Last week, I had the opportunity to travel to Lake Atitlan and visit BTS’s partners, the Highland Small Farmers Committee (CCDA) and the Mesoamerican Institute for Permaculture (IMAP). One of the key components of my work is to reconnect with partners after a year and a half of the inability to travel due to the COVID-19 pandemic. BTS has been supporting our partners through virtual accompaniment throughout the pandemic.

View of Lake Atitlan

In visiting with folks in the San Lucas Toliman region, it was very clear the economic impact of the pandemic. Prices for basic foodstuffs have doubled in some cases, with folks giving the example of eggs going from Q1 to Q2 per egg. The cheapest hospital in the area for COVID treatment is Q3000 per night, equivalent to about $470 CDN. The more expensive private hospitals are charging almost $5000 CDN a night. As a result, many people have gone into debt for trying to treat cases of COVID, either successfully or unsuccessfully. As the government of Guatemala has provided no culturally appropriate information on vaccines for communities, especially in Indigenous languages, the CCDA has filled this gap in San Luca

s Toliman by creating and paying for radio spots in the region in Tzʼutujil and Kaqchikel.

Inside of the CCDA’s new cupping centre near Lake Atitlan.

The CCDA continues to support communities defending their land and territory, in the regions of Alta Verapaz, Baja Verapaz, Quiche, and Izabal. Currently, there are 1000 arrest warrants out for CCDA members, with 4 members currently in jail in Coban, Alta Verapaz. Evictions and eviction attempts have continued, despite the severity of the COVID-19 pandemic, including on October 6, 2021, against the community of Chinebal, in Izabal. Earlier this month, the Guatemalan Public Prosecutor’s Office inaugurated the Special Bureau Against Usurpation, which will undoubtedly criminalize communities in processes of land recovery, rather than the real “usurpers”—large landowners and private companies.

The CCDA will also be holding their third National Agrarian Congress this month, with a continued focus on agrarian reform in Guatemala.
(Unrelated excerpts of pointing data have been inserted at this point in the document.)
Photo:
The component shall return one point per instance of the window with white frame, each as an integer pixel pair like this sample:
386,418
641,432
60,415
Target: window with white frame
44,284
The organization has participated in various actions as of late, calling for the resignations of the Guatemalan president and Chief Public Prosecutor, Consuelo Porras.

Some exciting news for BTS coffee lovers is the creation of a new cupping centre at the CCDA’s coffee processing site! Cupping coffee is the process where producers and buyers taste coffee to determine its quality and score the batch. Now CCDA staff, buyers, and visitors have a beautiful new space to try the amazing coffee of Lake Atitlan.
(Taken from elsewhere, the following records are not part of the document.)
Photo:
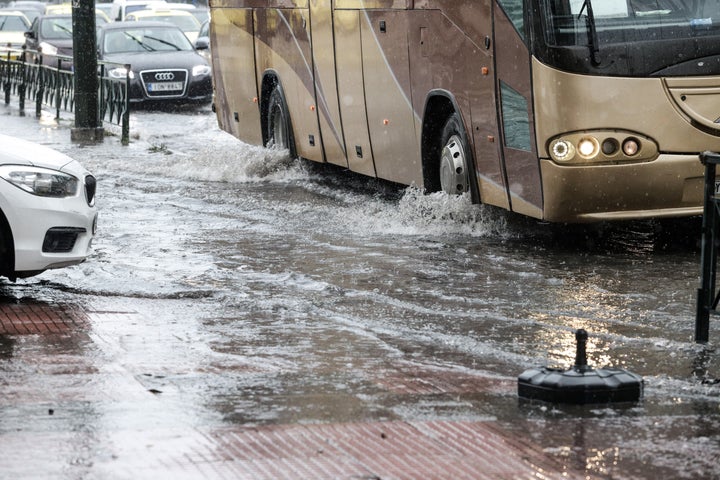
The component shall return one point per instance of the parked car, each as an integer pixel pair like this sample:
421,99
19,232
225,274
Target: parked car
51,34
180,18
66,9
47,209
165,67
121,8
13,26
The Mesoamerican Institute of Permaculture has also been extremely busy during the pandemic, only shutting their doors for a brief two-week period. IMAP supported their producers during the most difficult times of the pandemic with baskets of basic foodstuffs. Later, producers received subsidies to produce a “super atol”, a hot breakfast drink for over 700 children.

IMAP also executed a project for “all-inclusive gardens” which included both medicinal plants and vegetables. They are currently receiving students from the United States at the centre and are hosting permaculture workshops once again. Ines, the director of IMAP estimated they have trained over 15000 people in the 21 years of the institute’s existence.

(Photo 1: Amaranth, as used in the super atol project, growing along the shores of Lake Atitlan. Photo 2: Ines Cuj, the director of IMAP.)

For the coming year, there will be a renewed focus on the protection and promotion of native seeds, as well as the recovery of seeds.

Both organizations underlined the challenges regarding food sovereignty and the challenges facing small producers during the COVID-19 pandemic. In the current context of the political crisis in Guatemala, the continued support and accompaniment of BTS to the CCDA and IMAP will be increasingly important.